Qu’en penser ? Effrayant non ? Plus aucun espoir ? Il plaint nos luttes (ADMIRABLES)au Québec, rappeLle que les Français à l’ ONU (New-York) rédigent les rapports en …américain (comme font tant d’hommes de science en France) ! Debray lance le gant. Il fuit. Il s’exile de tout. Écoutez cela : « Oh, horreur, nous allons devenir un grand Québec ! » Un auteur a dit cela, le français Jean-Claude Barreau. Ça donne un sacré choc, non ?

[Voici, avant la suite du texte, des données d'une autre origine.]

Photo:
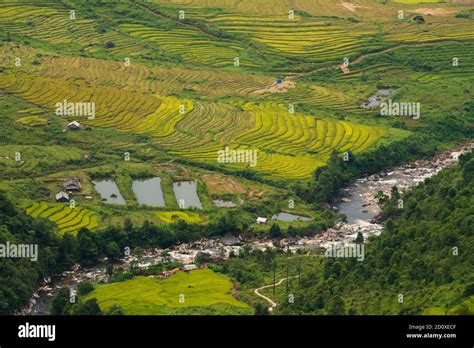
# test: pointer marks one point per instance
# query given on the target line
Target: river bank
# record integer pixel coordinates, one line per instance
(357, 202)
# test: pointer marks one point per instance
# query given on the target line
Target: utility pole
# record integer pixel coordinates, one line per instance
(299, 272)
(274, 276)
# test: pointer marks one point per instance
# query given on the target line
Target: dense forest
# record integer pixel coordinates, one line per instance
(421, 263)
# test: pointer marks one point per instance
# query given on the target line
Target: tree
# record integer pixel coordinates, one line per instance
(87, 250)
(336, 306)
(115, 310)
(85, 288)
(61, 303)
(261, 309)
(109, 271)
(113, 250)
(275, 231)
(88, 307)
(359, 239)
(394, 194)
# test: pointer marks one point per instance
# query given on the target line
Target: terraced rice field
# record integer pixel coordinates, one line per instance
(52, 24)
(204, 291)
(288, 145)
(189, 44)
(68, 220)
(174, 216)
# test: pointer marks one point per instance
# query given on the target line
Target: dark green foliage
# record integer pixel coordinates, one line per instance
(62, 302)
(84, 288)
(425, 251)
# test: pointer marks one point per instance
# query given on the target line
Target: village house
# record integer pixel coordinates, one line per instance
(72, 185)
(189, 267)
(62, 197)
(74, 125)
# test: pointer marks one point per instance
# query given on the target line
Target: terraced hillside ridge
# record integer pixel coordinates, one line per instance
(289, 145)
(68, 220)
(205, 292)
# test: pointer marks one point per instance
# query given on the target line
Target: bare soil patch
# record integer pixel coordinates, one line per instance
(349, 6)
(276, 87)
(220, 184)
(433, 11)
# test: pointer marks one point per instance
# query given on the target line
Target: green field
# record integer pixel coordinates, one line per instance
(205, 292)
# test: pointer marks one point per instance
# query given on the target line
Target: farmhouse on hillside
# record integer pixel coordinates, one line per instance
(72, 185)
(62, 197)
(74, 125)
(189, 267)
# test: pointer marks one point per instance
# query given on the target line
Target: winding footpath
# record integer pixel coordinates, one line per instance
(269, 300)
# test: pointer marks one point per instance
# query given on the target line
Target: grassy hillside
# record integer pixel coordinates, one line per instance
(201, 291)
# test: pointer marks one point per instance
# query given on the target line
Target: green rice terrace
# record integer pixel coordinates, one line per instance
(154, 123)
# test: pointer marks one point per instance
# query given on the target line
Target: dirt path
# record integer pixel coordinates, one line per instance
(367, 55)
(269, 300)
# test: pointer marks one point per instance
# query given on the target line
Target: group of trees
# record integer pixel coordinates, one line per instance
(328, 180)
(426, 246)
(66, 303)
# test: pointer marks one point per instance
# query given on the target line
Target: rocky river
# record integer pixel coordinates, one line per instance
(357, 203)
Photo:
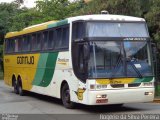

Debray avance que lorsqu’il y a un vide, un empire s’y installe. Une loi incontournable. Or, dit-il, les gens d’Europe refusent de combler cet espace dsisponible. Il dit que très peu de monde chez lui croit vraiment à une Europe forte. Alors ? Le trou, le vide. L’empire s’avance. Résultat : l’américanisation volontaire partout là-bas. Debray m’a captivé en disant que la quête de puissance a donné, deux fois, deux massacres horribles (1914-1918 et 1939-1945) et que cela pourrait faire la méfiance et du désintérêt des Européens en face du pouvoir, de la puissance.
11-
Une fin pour ce premier tome ? Je vois bien que les actualités m’intéresseront toujours. Je ne me cacherez pas dans l’étude des religions ou des arts de jadis. Je suis paré à raconter Marc-Aurèle Fortin aussitôt que « Vendôme » aura un coin de studio libre !
Demain, je lirai encore mes gazettes, encore et encore, j’aurai envie de chicaner, de rédiger des pamphlets…
Rien à faire. Je reste donc curieux comme une belette, accroché. À tout. Distrait et, de cette façon, comment me « cultiver à fond » à propos d’ un seul art, d’une seule discipline. Car la culture véritable c’est cela, foin de l’érudition puisque je ne veux pas briller dans les salons… littéraires ou autres. On ne change pas ? J’étais le grand distrait à l’école, au collège. Je le reste. Je m’intéresse à tout. Un peu. Comme tout le monde.
Aile, je la vois de la fenêtre de ma « chambre à écrire », s’est plongé dans « Le tueur aveugle ». Ensuite, on va pouvoir en jaser longuement. Le ciel, très lumineux est tout de même recouvert d’une sorte de brume. Humidité lourde. Au bord du lac, il y a une bon vent., mon drapeau tremble énormément, « fasaille » même. À partir de demain, je me le jure, Soeur Gagnon sera fière de moi, je me jette dans les aquarelles que je lui ai promises. Je veux que « La maisonnette » progresse.
Demain, je me trouve un autre bon livre à lire, pour les soirs quand la télé est trop insignifiante ou qu’il n’y a pas de bons films au vidéo-club du bas de la côte Morin. On ira voir « Chaos » au Pine, on se fera des grillades sur le barb’à queue. Et puis quoi ? Oui, Léo Ferré : « On s’aimera, on s’aimera ».